第 話
灰色の王宮。
琥珀の少女は、ひまわりの葉と茎で固く閉ざされた、大扉の前に立っている。
肩に掛けた鞄から、深い青の血を思わせる外套を取り出した少女。それを石床へ広げる。
すると、人の形に膨らんだように立ち上がり、鋭い目の男が現れた。
ひまわりの蔓に覆われた扉へと触れる寸前、鋭い目の男は手を止め、口を開く。
「もう下がって良い。ここから先はお前に関係がない」
うつむいている少女は、右手の小さな固い拳を、左手で包み込むように握り、胸に当てている。
「何を考えている。できることは何もないが」
少女は、口を開いては、閉じてを繰り返す。
鋭い目の男は背中を向けたまま、口を開いた。
「……では仕事を与える。

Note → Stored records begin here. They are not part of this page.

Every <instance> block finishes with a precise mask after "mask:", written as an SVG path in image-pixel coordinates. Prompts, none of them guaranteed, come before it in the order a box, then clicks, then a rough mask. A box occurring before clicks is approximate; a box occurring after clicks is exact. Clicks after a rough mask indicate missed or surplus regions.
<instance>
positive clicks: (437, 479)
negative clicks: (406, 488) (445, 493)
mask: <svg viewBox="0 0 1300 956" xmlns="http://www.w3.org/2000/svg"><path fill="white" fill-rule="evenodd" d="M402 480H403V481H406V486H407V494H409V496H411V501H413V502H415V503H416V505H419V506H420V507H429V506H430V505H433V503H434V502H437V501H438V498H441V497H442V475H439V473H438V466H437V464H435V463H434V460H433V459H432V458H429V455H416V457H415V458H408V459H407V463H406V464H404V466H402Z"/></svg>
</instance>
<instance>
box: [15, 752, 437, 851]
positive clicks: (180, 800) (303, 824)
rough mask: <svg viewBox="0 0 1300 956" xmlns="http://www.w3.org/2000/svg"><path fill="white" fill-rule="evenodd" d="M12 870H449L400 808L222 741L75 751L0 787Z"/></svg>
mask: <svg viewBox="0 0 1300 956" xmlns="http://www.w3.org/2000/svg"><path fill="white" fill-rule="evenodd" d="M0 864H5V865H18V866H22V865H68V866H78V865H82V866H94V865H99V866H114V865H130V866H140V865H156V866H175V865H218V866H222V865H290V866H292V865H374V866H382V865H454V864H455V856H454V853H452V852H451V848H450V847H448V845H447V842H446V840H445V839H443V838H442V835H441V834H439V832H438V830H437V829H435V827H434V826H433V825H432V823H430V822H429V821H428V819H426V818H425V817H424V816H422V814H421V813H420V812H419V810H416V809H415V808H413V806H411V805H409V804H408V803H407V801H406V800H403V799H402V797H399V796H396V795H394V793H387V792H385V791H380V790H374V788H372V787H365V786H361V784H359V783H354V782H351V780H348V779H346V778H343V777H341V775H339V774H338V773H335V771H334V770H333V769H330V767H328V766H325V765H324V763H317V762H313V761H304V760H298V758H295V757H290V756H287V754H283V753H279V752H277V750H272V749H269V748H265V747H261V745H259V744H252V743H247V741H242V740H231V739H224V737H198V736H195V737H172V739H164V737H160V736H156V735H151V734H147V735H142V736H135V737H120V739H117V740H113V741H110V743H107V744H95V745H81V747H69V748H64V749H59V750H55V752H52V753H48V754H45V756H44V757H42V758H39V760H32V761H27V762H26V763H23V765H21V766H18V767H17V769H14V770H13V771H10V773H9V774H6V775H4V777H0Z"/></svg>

愛《ɡʁãn》しい大鳥《 ˈaːvɛ》の様子を見てこい。そろそろ(我が)騎士団が見えてくるころだ。扱いに心得がないとは思えないが、お前がいれば余計な考え事がひとつ減る」
日本語であれば、"が"の強調、と表すことができる、鋭い目の男のくどい訛り。
少女は黙ったまま。
「なんだ?笛を失くしたか」
それは、頭の中をかき混ぜるがごとく不快な音色の笛。
鋭い目の男は、ついに振り返る。
まるで、時が止まっていたかのようだった。
前触れなく、少女はすでに、鋭い目の男、その腹へと短剣を刺していた。
男は眠るように、まぶたを閉じて倒れる。
倒れると同時に引き抜かれた短剣、そこから、眠気を誘う甘い麻痺の香りが漂う。
周囲を見回す少女。
何もないはずの場所をじっと見つめた後、眠る男の懐を漁る。
男から離れた少女、その手には、鍵が握られていた。
男の腹の傷へと差し込む。
すると、男はみるみるうちに、肉が千切れる音、骨が折れる音を立てながら小さくなり、四角い錠前へと変じた。
その鍵が刺さったままの、青い肉の塊のような錠前。
再び何もないもないはずの場所をじっと見つめた後、口を開き、聞こえるように声を出す。
「こんなの刺すつもりだったとか」
入り口をふさぐ灰色の蔓。それが、大きく透明な手に開かれたように開けた。
埃の綿が詰まっているような境界線が現れる。
肩に掛けた鞄から、鉄板と、石を取り出した。石を床に置き、短剣の刃で叩くと透明な火が付く。
小さな両手で鉄板持ったまま、その透明な火へ手首から先をくべた。
数秒後、少女は熱くなった鉄板を胸の内衣嚢へと差し込む。
少女は体を埋めるように、深く一歩踏み込んだ。